After weeks of controversy, which merely helped raise the profile of his speech ("Never has so much been said about a speech that hasn't even been given yet," he joked yesterday at AIPAC's Policy Conference), all eyes were on the Israeli prime minister as he took the podium to make Israel's case against the pending deal with Iran over its nuclear program. 

And that he did.

No, Obama (who, like John Kerry, says he didn't even watch the speech at all) won't now be frantically reaching for the phone and ordering his diplomats to radically shift his administration's stance in talks with Tehran. Kerry won't be breaking off his intimate tet-a-tets with Tehran's foreign minister either. In fact, once the dust settles it's unlikely we will see any kind of "radical" change in the deeply troubling trajectory of the P5+1 talks, which are looking more and more like unabashed appeasement.

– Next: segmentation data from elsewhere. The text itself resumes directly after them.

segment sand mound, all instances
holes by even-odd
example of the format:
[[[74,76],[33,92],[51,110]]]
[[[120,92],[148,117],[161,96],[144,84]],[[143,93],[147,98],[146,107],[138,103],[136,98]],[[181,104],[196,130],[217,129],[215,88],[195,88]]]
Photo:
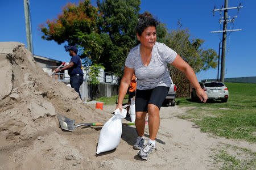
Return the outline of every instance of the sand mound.
[[[68,142],[59,134],[63,131],[56,114],[79,122],[104,122],[106,118],[83,104],[73,89],[53,81],[24,44],[15,45],[11,53],[0,54],[0,169],[52,168],[43,165],[44,159],[82,159],[78,150],[63,148]],[[95,148],[97,142],[88,143]]]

But then, that's not what Netanyahu went to Congress for.

Putting aside the accusations that it was all just some elaborate election ploy - a silly claim given that it was Boehner who initiated the whole thing by issuing the invitation, though the Likud leader doubtless savored the opportunity so close to March 17 - Netanyahu's objective in all this was actually very straightforward: to make Israel's case.

Yet while the task in theory was straightforward, in practice it was no simple matter. From a diplomatic perspective, Netanyahu was walking a minefield; how to oppose the White House from within Congress without it looking like an all-out attack? He managed to pull that off as well as could be hoped, spending considerable time praising Obama's record while skillfully avoiding any direct criticism of the administration - though regardless, the indictment of the administration's strategy was still stinging.

Instead, the Israeli PM merely outlined his country's perspective, and laid out clearly and succinctly, in just two points, precisely what is so wrong with the looming deal: 1. The fact that it allows Iran to maintain its current nuclear capabilities, merely pausing their program but still leaving Tehran fully capable of reaching the nuclear threshold at a later date of its choosing; and 2. Even more obscenely, giving the deal a 10-year expiration date, after which Iran is legitimately allowed to go ahead and... build nuclear weapons!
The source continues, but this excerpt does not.